À ces fragilités locales s’ajoute désormais une menace venue de l’Hexagone. La situation financière de la France se dégrade rapidement sous l’effet conjugué du ralentissement économique, de l’alourdissement de la dette publique et des conséquences budgétaires des crises internationales. Le gouvernement prépare un budget 2027 annoncé comme particulièrement rigoureux. Les ministres eux-mêmes évoquent la nécessité de nouvelles économies après plusieurs vagues de gels et d’annulations de crédits. Les prévisions de la Banque de France restent pessimistes, avec un déficit public durablement supérieur à 5 % du PIB et une dette qui continuerait de progresser dans les années à venir.
Cette situation n’est pas sans conséquence pour la Guadeloupe. Une part importante de l’activité économique locale dépend directement ou indirectement des transferts publics en provenance de l’État. Lorsque Paris réduit ses dépenses, les répercussions finissent inévitablement par atteindre les dotations des collectivités, les opérateurs publics, les infrastructures et les projets d’investissement ultramarins. Les marges de manœuvre budgétaires se réduisent alors au moment même où le territoire aurait besoin d’un soutien accru pour accompagner sa transformation économique.
L’optimisme affiché autour des grands projets structurants comme l’extension du port de Jarry, le Plan Eau , ou le développement des capacités hôtelières ne doit pas masquer cette réalité. Ces investissements sont indispensables mais leur impact reste de moyen terme. La crise qui se profile est immédiate. Elle touche déjà les entreprises, les ménages et les finances publiques. Surtout, elle intervient dans un contexte mondial caractérisé par une croissance plus faible, une inflation persistante et une instabilité géopolitique qui continuent d’alimenter les tensions sur les prix.

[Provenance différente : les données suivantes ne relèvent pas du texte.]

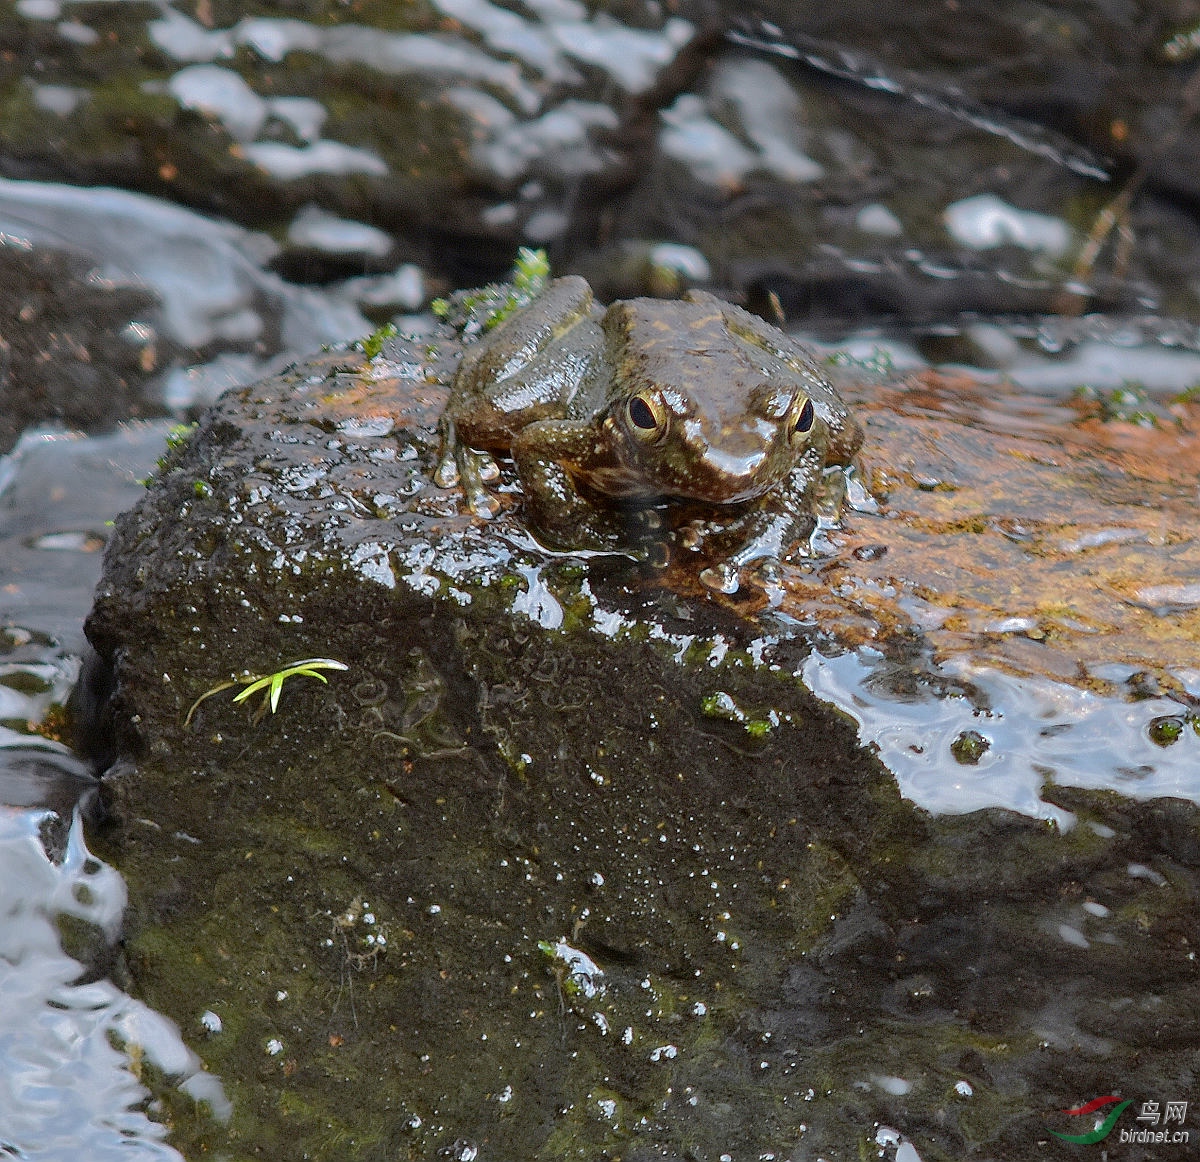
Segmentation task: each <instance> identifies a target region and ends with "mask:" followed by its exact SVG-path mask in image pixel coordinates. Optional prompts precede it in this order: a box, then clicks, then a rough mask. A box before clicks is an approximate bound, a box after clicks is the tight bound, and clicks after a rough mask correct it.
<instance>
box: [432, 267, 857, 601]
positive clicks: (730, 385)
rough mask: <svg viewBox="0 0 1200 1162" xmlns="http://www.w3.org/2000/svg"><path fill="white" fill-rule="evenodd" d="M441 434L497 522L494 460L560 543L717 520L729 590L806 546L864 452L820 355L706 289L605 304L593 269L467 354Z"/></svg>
mask: <svg viewBox="0 0 1200 1162" xmlns="http://www.w3.org/2000/svg"><path fill="white" fill-rule="evenodd" d="M439 430H440V436H442V453H440V459H439V465H438V469H437V474H436V478H434V479H436V483H437V484H438V485H439V486H442V487H450V486H452V485H454V484H455V483H456V481H457V483H461V485H462V489H463V492H464V495H466V498H467V503H468V505H469V507H470V509H472V510H473V511H474V513H476V514H478V515H480V516H491V515H493V514H494V513H496V511H497V510H498V508H499V503H498V501H497V499H496V497H494V496H493V495H491V493H490V492H488V490H487V489H486V487H485V481H488V480H493V479H496V478H497V477H498V474H499V473H498V468H497V466H496V461H494V460H493V456H492V454H504V455H510V456H511V457H512V461H514V463H515V466H516V472H517V477H518V479H520V481H521V487H522V491H523V495H524V511H526V519H527V521H528V525H529V527H530V531H532V532H533V533H534V534H535V535H536V537H538V539H539V540H541V541H542V543H544V544H546V545H547V546H550V547H553V549H593V550H619V549H623V547H628V546H629V544H630V539H631V537H630V529H631V527H632V525H634V523H636V522H635V521H634V520H632V517H634V516H635V515H636V514H638V513H640V514H642V517H643V520H644V517H646V515H647V514H650V513H652V511H653V510H654V509H655V508H656V507H660V505H662V504H665V503H666V504H668V505H670V504H690V505H694V507H698V508H702V509H704V510H706V516H707V520H706V522H704V523H706V527H708V528H713V527H718V528H720V531H721V532H720V534H719V541H720V545H721V546H722V549H724V547H725V546H726V545H727V546H728V552H726V553H725V555H724V556H725V561H724V562H722V564H721V565H720V567H719V568H718V569H715V570H714V569H713V568H709V569H707V570H704V574H702V577H703V580H704V582H706V583H707V585H709V586H713V587H716V588H721V589H725V591H726V592H733V591H736V589H737V586H738V580H737V579H738V570H739V569H740V568H742V567H743V565H746V564H750V563H752V562H758V561H768V562H769V561H778V559H780V558H784V557H785V556H786V555H787V552H788V551H790V550H791V549H793V547H794V546H796V545H797V544H798V543H800V541H802V540H806V538H808V537H809V535H810V534H811V532H812V528H814V526H815V519H814V516H812V513H811V509H812V503H811V502H812V493H814V489H815V486H816V485H817V483H818V481H820V479H821V478H822V475H823V474H824V471H826V468H827V467H834V466H848V465H850V462H851V459H852V457H853V455H854V453H856V451H857V449H858V445H859V443H860V442H862V430H860V427H859V425H858V424H857V421H856V420H854V419H853V417H852V415H851V414H850V412H848V411H847V408H846V406H845V403H844V402H842V400H841V397H840V396H839V395H838V393H836V391H835V390H834V388H833V387H832V385H830V384H829V382H828V381H827V379H826V378H824V376H823V375H822V373H821V371H820V370H818V369H817V366H816V365H815V364H814V361H812V359H811V357H810V355H809V354H808V353H806V352H805V351H804V348H803V347H800V346H799V345H798V343H797V342H796V341H793V340H792V339H790V337H788V336H787V335H785V334H784V333H782V331H781V330H779V329H778V328H775V327H772V325H770V324H769V323H766V322H764V321H763V319H761V318H758V317H757V316H754V315H750V313H749V312H748V311H744V310H742V309H740V307H738V306H733V305H732V304H728V303H725V301H722V300H721V299H718V298H716V297H714V295H712V294H707V293H704V292H700V291H691V292H689V293H688V294H686V295H684V298H683V299H682V300H678V301H667V300H660V299H628V300H619V301H617V303H613V304H612V305H611V306H608V307H607V309H604V307H601V306H599V305H598V304H596V303H595V301H594V300H593V294H592V288H590V287H589V286H588V283H587V282H586V281H584V280H583V278H580V277H576V276H570V277H565V278H556V280H554V281H552V282H551V283H548V284H547V286H546V288H545V289H544V291H542V293H541V294H540V295H539V297H538V298H536V299H535V300H534V301H533V303H530V304H529V305H528V306H526V307H523V309H522V310H520V311H517V312H515V313H514V315H511V316H510V317H509V318H506V319H505V321H504V322H503V323H500V324H499V325H498V327H497V328H496V329H494V330H493V331H491V333H490V334H488V335H487V336H486V337H484V339H481V340H479V341H478V342H475V343H474V345H472V346H468V347H467V348H466V351H464V353H463V357H462V363H461V364H460V366H458V370H457V372H456V375H455V378H454V382H452V384H451V389H450V399H449V402H448V403H446V407H445V412H444V413H443V417H442V420H440V425H439ZM650 523H653V521H652V522H650ZM697 523H698V522H697Z"/></svg>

La véritable question n’est donc plus de savoir si la Guadeloupe sera affectée par les difficultés économiques françaises et internationales, mais dans quelle ampleur. Comme souvent dans son histoire économique, l’archipel subit avec retard les chocs venus de l’extérieur. Les signaux qui apparaissent aujourd’hui en France hexagonale pourraient ainsi produire leurs effets les plus marqués dans les outre-mer au cours des prochains mois. L’économie guadeloupéenne se trouve dès lors à la croisée des chemins : soit les investissements structurants parviennent à amortir le choc et à préparer un nouveau cycle de croissance, soit la combinaison d’une inflation renaissante, d’un BTP en crise, d’une consommation affaiblie et d’une austérité budgétaire venue de l’Hexagone précipite le territoire dans une récession difficilement évitable.
La rentrée de septembre 2026 pourrait ainsi constituer bien davantage qu’un simple épisode de tension inflationniste sur les prix. Elle pourrait marquer l’entrée de la Guadeloupe dans une nouvelle phase économique, caractérisée par un ralentissement généralisé de l’activité, une fragilisation accrue des entreprises et une détérioration du pouvoir d’achat des ménages. En somme un épisode de stagflation. Dans une économie aussi dépendante des importations et des transferts publics, les crises extérieures ne disparaissent jamais avec la signature d’un cessez-le-feu ou l’annonce d’un retour à la stabilité. Elles continuent de produire leurs effets longtemps après les événements qui les ont déclenchées. C’est précisément cette réalité que les prochains mois pourraient rappeler avec brutalité à la Guadeloupe et encore plus sévèrement à la Martinique.